Major Land Resource Area (MLRA): 134X–Southern Mississippi Valley Loess
The Southern Mississippi Valley Loess (MLRA 134) extends some 500 miles from the southern tip of Illinois to southern Louisiana. This MLRA occurs in Mississippi (39 percent), Tennessee (23 percent), Louisiana (15 percent), Arkansas (11 percent), Kentucky (9 percent), Missouri (2 percent), and Illinois (1 percent). It makes up about 26,520 square miles. Landscapes consist of highly dissected uplands, level to undulating plains, and broad terraces that are covered with a mantle of loess. Underlying the loess are Tertiary deposits of unconsolidated sand, silt, clay, gravel, and lignite. The soils, mainly Alfisols, formed in the loess mantle. Stream systems of the MLRA typically originate as low-gradient drainageways in the upper reaches that broaden rapidly downstream to wide, level floodplains with highly meandering channels. Alluvial soils, mostly Entisols and Inceptisols, are predominantly silty where loess thickness of the uplands are deepest but grade to loamy textures in watersheds covered by thin loess. Crowley’s Ridge, Macon Ridge, and Lafayette Loess Plains are discontinuous, erosional remnants that run north to south in southeastern Missouri - eastern Arkansas, northeastern Louisiana, and south-central Louisiana, respectively. Elevations range from around 100 feet on terraces in southern Louisiana to over 600 feet on uplands in western Kentucky. The steep, dissected uplands are mainly in hardwood forests while less sloping areas are used for crop, pasture, and forage production (USDA-NRCS, 2006).
This site occurs on floodplains of small drainageways to large streams that mainly drain upland areas of Crowley’s Ridge from about Forrest City, Arkansas northward through Stoddard County, Missouri.
All or portions of the geographic range of this site falls within a number of ecological/land classifications including:
-NRCS Major Land Resource Area (MLRA) 134 – Southern Mississippi Valley Loess (USDA-NRCS, 2006)
-Environmental Protection Agency’s Level IV Ecoregion: Bluff Hills, 74a (Chapman et al., 2002; Woods et al., 2004)
-231H - Coastal Plains-Loess section of the USDA Forest Service Ecological Subregion (McNab et al., 2005)
-LANDFIRE Biophysical Setting 4514730 Gulf and Atlantic Coastal Plain Floodplain Systems (LANDFIRE, 2008)
- East Gulf Coastal Plain Small Stream and River Floodplain Forest CES203.559 (NatureServe, 2012)
-Mesic Bottomland Forest (Nelson, 2005)
-Western Mesophytic Forest Region - Mississippi Embayment Section - Loess Hills (Braun, 1950)
Ecological site concept
The Western Alluvial Flat is characterized by deep, well drained to moderately well drained soils that formed in silty to loamy alluvium.

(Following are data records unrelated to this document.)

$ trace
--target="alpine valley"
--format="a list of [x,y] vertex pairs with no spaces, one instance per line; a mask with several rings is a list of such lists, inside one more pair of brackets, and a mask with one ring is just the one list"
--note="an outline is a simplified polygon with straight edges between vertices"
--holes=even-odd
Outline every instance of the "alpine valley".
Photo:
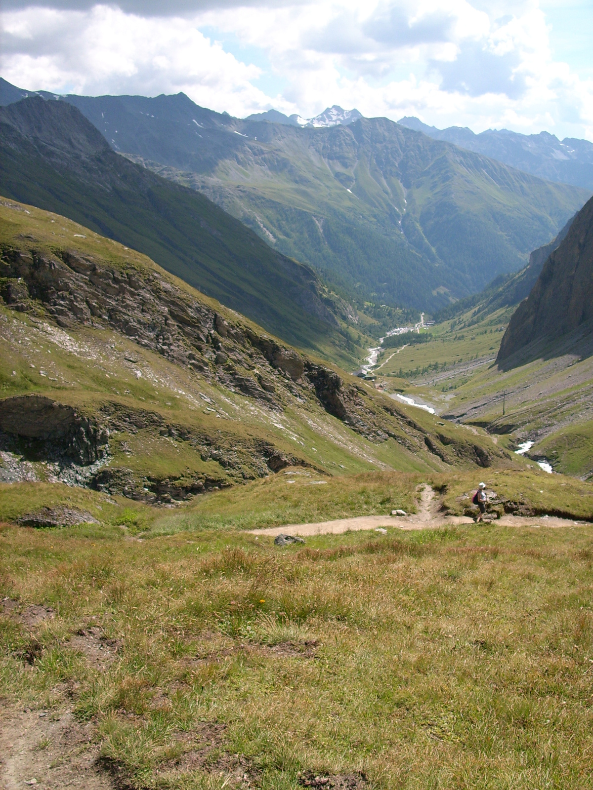
[[[0,88],[2,103],[27,93]],[[337,107],[294,126],[183,94],[55,98],[113,150],[202,192],[360,302],[434,310],[474,293],[522,268],[591,194]]]
[[0,81],[0,785],[591,788],[586,168],[28,94]]

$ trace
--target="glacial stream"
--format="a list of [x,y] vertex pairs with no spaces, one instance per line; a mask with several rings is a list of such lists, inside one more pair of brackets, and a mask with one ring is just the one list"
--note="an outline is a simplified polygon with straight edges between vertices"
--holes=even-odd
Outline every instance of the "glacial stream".
[[[522,442],[521,444],[519,446],[519,450],[515,450],[515,454],[525,455],[525,453],[528,453],[534,444],[535,444],[534,442]],[[536,461],[535,463],[538,465],[540,469],[543,469],[544,472],[547,472],[549,475],[553,473],[554,470],[552,468],[552,465],[550,463],[549,461],[546,461],[546,458],[542,458],[541,461]]]
[[[424,313],[420,314],[420,321],[417,324],[414,326],[396,326],[395,329],[390,329],[389,332],[383,337],[379,338],[379,345],[373,348],[368,349],[368,356],[367,357],[366,364],[363,365],[361,368],[361,371],[365,376],[372,373],[372,369],[377,363],[377,359],[379,359],[379,355],[381,352],[381,347],[383,345],[383,341],[385,337],[391,337],[393,335],[402,335],[406,332],[414,332],[419,331],[424,326]],[[409,397],[407,395],[400,395],[399,393],[390,393],[390,397],[395,400],[401,401],[402,403],[406,403],[409,406],[415,406],[417,408],[422,408],[425,412],[428,412],[429,414],[435,414],[436,412],[432,406],[427,406],[424,403],[417,403],[413,397]]]

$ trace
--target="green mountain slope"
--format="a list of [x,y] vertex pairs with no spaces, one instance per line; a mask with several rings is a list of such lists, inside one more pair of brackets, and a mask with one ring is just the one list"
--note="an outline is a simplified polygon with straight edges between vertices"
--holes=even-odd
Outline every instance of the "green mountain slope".
[[0,199],[0,482],[150,503],[293,467],[506,463],[58,214]]
[[487,315],[501,307],[512,307],[527,299],[539,276],[548,258],[566,238],[574,217],[571,217],[560,233],[548,244],[534,250],[529,256],[529,263],[515,274],[501,275],[479,293],[459,299],[455,304],[440,310],[434,316],[438,323],[459,318],[474,309],[471,323],[477,324]]
[[523,444],[527,461],[591,478],[592,205],[534,250],[530,266],[437,314],[421,344],[390,337],[373,371],[379,386],[485,429],[499,446]]
[[588,197],[385,118],[322,130],[234,126],[240,134],[230,140],[217,128],[191,141],[185,156],[156,159],[142,140],[119,135],[118,145],[277,249],[415,307],[435,309],[521,268]]
[[436,310],[479,291],[522,268],[589,197],[386,118],[300,129],[183,94],[63,100],[115,150],[376,302]]
[[[0,188],[150,255],[202,292],[304,348],[348,360],[338,310],[312,270],[202,195],[115,154],[74,107],[0,109]],[[356,358],[356,355],[355,357]]]
[[593,143],[588,140],[565,137],[561,142],[549,132],[520,134],[508,129],[487,129],[474,134],[466,126],[436,129],[417,118],[402,118],[398,123],[423,132],[434,140],[444,140],[496,159],[539,179],[593,189]]
[[579,212],[566,237],[546,261],[528,298],[511,318],[499,365],[534,353],[530,346],[591,331],[593,319],[593,198]]

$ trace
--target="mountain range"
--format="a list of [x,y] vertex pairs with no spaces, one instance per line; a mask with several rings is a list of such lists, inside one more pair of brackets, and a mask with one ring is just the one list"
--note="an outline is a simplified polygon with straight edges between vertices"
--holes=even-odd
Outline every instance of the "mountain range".
[[487,438],[437,430],[146,256],[6,198],[0,339],[0,483],[164,503],[287,468],[506,464]]
[[567,336],[590,335],[592,306],[593,198],[576,215],[547,258],[528,297],[513,314],[497,362],[508,365],[510,358],[534,344],[536,354],[541,353],[546,340],[557,344]]
[[302,128],[319,129],[322,126],[347,126],[353,123],[362,113],[358,110],[343,110],[338,104],[326,107],[315,118],[301,118],[300,115],[285,115],[278,110],[268,110],[267,112],[257,112],[247,115],[246,121],[270,121],[272,123],[282,123],[287,126],[300,126]]
[[402,118],[398,123],[538,178],[593,190],[593,143],[588,140],[565,137],[561,141],[549,132],[520,134],[508,129],[488,129],[475,134],[466,126],[436,129],[417,118]]
[[332,300],[310,267],[203,195],[119,156],[68,103],[33,96],[0,108],[0,191],[151,255],[301,348],[345,344],[339,314],[351,309]]
[[[23,92],[0,85],[4,103]],[[524,266],[590,194],[386,118],[304,128],[183,94],[59,98],[113,150],[206,194],[361,304],[435,310],[474,293]]]

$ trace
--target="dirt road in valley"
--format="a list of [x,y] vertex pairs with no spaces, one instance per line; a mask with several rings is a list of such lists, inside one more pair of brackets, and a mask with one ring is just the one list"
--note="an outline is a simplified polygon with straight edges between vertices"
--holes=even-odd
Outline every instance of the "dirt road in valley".
[[[341,535],[350,530],[395,528],[402,530],[436,529],[459,524],[473,524],[467,516],[444,516],[440,511],[440,503],[436,491],[429,485],[419,487],[417,513],[409,516],[356,516],[338,518],[332,521],[315,524],[287,524],[268,529],[251,529],[251,535]],[[572,527],[583,522],[555,516],[503,516],[495,521],[504,527]]]

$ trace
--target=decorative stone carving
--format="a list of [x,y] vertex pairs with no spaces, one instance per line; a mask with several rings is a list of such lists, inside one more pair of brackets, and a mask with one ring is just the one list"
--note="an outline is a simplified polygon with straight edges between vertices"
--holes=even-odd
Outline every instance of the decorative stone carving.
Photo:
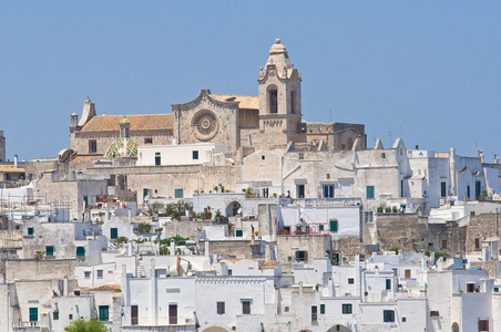
[[215,114],[208,110],[198,111],[193,117],[192,122],[193,134],[201,141],[208,141],[213,138],[218,129],[219,122]]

Soil reactions range from very strongly acid to strongly acid in all horizons. This site occurs primarily on better drained portions (higher positions) of narrow to broad floodplains and secondarily on alluvial fans. Within stream and floodplain environments, specific landforms associated with the site include natural levees, rises, and the better drained flats that often border the stream-front or levee position. Flooding ranges from rare to frequent during winter and spring, and duration is brief to very long depending on stream and drainage basin size and flood event. Slopes are variable and dependent on floodplain position; dominant slopes of the flats are 0 to 2 percent but range to 5 percent on natural levees. The native vegetation of this site is the fabled, southern bottomland hardwood forest. The better drainage capabilities of the soil provide an incredible medium for supporting exemplary examples of upland and lowland species co-occurring within single stands. Overstory components often include cherrybark oak, white oak, willow oak, water oak, Shumard’s oak, swamp chestnut oak, tuliptree, American beech, American sycamore, sweetgum, maple, eastern cottonwood, hickories, elm, river birch, and green ash.
Western Moderately Wet Alluvial Flat - PROVISIONAL
This site occurs in close association with the Western Alluvial Flat and is characterized primarily by somewhat poorly drained soils.
Southern Rolling Plains Loess Stream Terrace - PROVISIONAL
This site occurs in the southeastern extent of MLRA 134 and supports similar soils and landform characteristics as the Western Alluvial Flat.
Northern Alluvial Flat - PROVISIONAL
This site is the eastern counterpart to the Western Alluvial Flat and includes similar soils.